Upcoming Xbox One Console Causes Debate Among Gamers

The Xbox One, which is set to debut in the fall of 2013, packs a lot of perks. Instead of being marketed as just the newest gaming console from Microsoft, the Xbox One is being touted as the ultimate home entertainment system. Imagine a digital arcade cocktail table that is capable of streaming videos, playing music and instant messaging friends; all at the same time. These are just some of the proposed features of the Xbox One, but there is also a major downside.

Apparently, Microsoft wants to restrict owners of legally purchased titles from selling, trading or sharing games. While the fee-based pricing program is said to be a highly effective method of preventing piracy, most gamers feel that they are getting bilked. A brand new video game for contemporary consoles like the Wii and PlayStation already cost around $50 to $75. Used games, though sometimes flawed, sell for considerably less.

In other words, owners of the Xbox One will only be able to play their games at home if they want to avoid paying extraneous fees.
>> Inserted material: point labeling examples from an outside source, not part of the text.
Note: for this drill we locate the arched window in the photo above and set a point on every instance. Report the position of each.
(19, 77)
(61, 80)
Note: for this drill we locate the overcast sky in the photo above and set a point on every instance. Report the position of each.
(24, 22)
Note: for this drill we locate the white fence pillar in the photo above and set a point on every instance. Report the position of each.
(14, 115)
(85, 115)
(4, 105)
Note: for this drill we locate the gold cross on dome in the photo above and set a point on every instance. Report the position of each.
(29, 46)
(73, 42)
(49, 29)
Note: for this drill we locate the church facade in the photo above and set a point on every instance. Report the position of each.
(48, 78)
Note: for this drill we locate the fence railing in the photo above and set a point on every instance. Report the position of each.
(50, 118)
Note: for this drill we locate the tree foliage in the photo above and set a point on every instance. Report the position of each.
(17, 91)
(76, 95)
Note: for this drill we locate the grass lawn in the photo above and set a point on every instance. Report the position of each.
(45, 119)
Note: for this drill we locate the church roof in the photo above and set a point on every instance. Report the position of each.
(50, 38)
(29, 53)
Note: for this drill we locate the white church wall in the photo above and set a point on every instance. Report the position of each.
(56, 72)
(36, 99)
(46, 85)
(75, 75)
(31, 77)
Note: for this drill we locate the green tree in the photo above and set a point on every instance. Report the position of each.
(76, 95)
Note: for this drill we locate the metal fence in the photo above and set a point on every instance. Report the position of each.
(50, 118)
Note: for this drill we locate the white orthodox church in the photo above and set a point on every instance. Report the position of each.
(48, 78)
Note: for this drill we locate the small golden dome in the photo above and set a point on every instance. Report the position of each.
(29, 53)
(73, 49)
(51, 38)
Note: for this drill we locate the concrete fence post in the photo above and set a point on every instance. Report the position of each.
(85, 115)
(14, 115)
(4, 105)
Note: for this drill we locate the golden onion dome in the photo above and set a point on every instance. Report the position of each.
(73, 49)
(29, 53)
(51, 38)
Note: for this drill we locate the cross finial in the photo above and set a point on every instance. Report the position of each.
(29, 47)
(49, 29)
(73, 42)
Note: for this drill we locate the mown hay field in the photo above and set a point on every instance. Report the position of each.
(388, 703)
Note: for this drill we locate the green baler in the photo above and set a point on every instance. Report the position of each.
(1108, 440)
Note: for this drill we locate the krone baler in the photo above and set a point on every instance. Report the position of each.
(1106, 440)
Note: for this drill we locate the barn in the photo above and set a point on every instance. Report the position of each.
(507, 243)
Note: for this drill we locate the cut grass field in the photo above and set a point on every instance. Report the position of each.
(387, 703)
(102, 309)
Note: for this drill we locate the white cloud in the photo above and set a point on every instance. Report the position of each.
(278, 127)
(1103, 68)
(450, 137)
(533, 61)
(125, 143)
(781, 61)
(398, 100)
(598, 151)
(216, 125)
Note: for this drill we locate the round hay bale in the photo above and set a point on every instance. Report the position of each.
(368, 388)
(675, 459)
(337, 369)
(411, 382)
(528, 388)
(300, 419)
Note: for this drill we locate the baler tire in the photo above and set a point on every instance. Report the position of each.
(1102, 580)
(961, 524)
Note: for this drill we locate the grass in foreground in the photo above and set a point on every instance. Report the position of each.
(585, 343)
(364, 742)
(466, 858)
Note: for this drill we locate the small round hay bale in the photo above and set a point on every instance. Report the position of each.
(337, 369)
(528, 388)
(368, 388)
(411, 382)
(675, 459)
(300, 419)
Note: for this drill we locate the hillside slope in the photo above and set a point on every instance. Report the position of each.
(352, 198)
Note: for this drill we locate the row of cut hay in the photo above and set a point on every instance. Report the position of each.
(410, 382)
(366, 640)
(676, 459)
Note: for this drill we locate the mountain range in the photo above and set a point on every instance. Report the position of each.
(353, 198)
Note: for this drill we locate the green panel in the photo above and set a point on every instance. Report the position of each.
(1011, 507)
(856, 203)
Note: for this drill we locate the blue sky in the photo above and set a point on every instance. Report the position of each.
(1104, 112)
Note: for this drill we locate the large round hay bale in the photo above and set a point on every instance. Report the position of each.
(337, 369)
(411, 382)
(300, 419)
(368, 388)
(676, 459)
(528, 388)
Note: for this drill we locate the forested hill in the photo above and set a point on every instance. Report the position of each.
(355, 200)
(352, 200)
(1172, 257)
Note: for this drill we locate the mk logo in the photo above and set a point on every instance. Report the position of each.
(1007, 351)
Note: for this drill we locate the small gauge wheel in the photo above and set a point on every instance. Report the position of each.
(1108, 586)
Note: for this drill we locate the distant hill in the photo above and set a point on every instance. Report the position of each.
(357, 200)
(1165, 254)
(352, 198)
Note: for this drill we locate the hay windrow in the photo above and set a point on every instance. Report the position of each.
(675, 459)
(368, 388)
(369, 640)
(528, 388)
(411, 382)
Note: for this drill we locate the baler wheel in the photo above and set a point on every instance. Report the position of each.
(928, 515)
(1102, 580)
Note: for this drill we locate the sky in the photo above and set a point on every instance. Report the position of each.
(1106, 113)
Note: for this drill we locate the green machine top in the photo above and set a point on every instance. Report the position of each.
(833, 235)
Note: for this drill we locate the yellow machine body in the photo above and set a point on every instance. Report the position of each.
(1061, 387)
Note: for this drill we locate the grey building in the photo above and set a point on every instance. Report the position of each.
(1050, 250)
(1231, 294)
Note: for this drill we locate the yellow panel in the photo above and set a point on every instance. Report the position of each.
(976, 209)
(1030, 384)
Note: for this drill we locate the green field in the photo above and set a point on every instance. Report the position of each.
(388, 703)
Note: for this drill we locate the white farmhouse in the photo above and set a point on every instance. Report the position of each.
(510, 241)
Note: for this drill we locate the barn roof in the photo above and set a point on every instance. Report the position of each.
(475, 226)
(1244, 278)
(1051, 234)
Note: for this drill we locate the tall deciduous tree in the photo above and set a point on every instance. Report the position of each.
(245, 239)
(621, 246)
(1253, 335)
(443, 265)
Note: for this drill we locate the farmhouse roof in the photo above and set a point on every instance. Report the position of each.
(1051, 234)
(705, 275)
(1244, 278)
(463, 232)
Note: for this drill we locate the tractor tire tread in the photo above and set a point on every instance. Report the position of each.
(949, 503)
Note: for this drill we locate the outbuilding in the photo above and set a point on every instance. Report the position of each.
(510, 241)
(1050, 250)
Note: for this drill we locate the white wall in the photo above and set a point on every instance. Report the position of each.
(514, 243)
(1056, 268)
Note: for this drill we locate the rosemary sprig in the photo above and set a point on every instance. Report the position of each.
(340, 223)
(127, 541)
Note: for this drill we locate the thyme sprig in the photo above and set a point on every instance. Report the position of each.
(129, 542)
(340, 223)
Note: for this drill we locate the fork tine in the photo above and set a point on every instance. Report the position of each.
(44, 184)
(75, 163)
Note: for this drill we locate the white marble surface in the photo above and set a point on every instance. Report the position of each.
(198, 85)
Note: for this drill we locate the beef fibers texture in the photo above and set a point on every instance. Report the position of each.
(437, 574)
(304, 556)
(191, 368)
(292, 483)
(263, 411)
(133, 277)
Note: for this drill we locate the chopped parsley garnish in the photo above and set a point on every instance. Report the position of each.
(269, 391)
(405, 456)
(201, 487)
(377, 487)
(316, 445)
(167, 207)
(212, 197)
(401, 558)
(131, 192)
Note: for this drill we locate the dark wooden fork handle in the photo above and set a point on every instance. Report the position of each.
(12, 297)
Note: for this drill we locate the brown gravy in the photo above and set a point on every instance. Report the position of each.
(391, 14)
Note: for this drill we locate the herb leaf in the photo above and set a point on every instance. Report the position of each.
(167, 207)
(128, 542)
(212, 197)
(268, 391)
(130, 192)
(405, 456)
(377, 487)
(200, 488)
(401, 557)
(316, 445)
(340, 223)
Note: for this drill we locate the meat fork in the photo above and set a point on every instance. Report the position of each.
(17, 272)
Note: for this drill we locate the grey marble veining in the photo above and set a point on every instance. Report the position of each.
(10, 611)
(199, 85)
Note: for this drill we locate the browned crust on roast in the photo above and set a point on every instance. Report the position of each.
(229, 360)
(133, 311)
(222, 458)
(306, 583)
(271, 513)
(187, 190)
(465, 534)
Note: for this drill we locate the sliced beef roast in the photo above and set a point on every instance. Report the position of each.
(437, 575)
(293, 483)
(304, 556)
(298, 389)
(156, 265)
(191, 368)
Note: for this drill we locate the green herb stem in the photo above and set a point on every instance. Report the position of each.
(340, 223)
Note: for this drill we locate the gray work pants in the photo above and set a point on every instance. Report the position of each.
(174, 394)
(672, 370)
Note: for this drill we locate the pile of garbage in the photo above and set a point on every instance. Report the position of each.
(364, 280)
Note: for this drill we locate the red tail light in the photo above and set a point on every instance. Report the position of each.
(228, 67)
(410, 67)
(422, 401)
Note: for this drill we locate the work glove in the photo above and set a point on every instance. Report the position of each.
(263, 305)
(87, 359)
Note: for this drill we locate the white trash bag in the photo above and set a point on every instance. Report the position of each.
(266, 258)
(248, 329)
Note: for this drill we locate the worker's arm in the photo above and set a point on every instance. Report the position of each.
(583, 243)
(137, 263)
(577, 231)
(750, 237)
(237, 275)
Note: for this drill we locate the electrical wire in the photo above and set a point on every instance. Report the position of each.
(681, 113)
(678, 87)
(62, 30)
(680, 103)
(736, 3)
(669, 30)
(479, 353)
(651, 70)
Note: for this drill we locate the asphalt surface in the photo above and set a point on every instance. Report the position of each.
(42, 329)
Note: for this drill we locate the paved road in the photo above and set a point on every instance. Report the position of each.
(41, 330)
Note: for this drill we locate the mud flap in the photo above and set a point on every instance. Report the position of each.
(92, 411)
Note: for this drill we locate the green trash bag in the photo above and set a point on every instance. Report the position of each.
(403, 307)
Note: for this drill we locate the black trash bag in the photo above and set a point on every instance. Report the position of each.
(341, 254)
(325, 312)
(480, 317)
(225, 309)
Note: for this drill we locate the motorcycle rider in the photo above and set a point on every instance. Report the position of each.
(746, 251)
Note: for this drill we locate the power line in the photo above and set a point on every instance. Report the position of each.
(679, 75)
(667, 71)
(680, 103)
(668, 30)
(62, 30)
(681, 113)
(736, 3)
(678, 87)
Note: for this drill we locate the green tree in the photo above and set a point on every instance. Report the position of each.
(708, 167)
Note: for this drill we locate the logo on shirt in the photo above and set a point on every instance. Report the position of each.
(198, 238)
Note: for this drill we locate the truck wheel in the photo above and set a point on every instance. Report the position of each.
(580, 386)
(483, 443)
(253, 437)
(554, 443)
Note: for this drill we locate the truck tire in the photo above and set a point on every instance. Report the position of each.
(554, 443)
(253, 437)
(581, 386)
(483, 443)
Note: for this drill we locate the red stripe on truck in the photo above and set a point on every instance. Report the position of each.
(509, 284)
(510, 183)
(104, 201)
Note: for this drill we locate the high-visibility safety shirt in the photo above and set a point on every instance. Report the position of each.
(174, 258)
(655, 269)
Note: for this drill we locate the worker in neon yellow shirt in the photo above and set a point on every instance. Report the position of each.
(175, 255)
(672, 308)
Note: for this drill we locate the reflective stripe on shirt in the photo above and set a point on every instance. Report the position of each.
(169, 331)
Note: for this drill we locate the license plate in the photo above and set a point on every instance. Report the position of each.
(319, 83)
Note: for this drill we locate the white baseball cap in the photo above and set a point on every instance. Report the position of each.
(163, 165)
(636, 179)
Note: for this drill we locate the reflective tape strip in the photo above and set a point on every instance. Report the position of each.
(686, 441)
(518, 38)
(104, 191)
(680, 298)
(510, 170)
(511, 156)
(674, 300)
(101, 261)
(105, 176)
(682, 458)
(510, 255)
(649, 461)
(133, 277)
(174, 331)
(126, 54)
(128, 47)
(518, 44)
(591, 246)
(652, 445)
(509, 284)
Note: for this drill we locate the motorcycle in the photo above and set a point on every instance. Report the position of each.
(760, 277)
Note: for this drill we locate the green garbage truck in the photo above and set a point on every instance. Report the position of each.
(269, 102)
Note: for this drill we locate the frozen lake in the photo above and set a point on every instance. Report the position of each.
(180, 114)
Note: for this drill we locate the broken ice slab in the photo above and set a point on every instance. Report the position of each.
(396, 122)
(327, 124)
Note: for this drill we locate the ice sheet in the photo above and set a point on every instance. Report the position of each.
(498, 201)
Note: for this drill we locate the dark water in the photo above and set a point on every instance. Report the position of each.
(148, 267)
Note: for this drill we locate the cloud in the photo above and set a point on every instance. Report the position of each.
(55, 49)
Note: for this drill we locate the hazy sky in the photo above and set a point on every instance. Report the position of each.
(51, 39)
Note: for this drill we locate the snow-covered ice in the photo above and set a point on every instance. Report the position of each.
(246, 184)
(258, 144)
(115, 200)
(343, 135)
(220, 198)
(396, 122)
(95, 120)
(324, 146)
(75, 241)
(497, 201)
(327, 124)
When this new policy was first announced, Microsoft tried diligently to avoid the subject. Others believed that the fees involved with playing used games would be nominal, further downplaying the issue. However, several people have pointed out that Microsoft is itself breaking federal copyright laws by double charging customers.

Unfortunately, there are some people who will do just about anything to get their favorite games for free. Those that willfully engage in piracy make it more difficult for video game developers to remain profitable, and consumers often get left holding the bag. And while the Xbox One looks like a great home gaming system, most people simply do not want to play to pay titles that they have previously purchased.

The Xbox One is not yet for sale, so there is still time for Microsoft to do away with their used game billing feature. With some for fans already opting to play the standard arcade cocktail table and other older systems rather than compromising their beliefs, the Xbox One has a long, hard road ahead of it.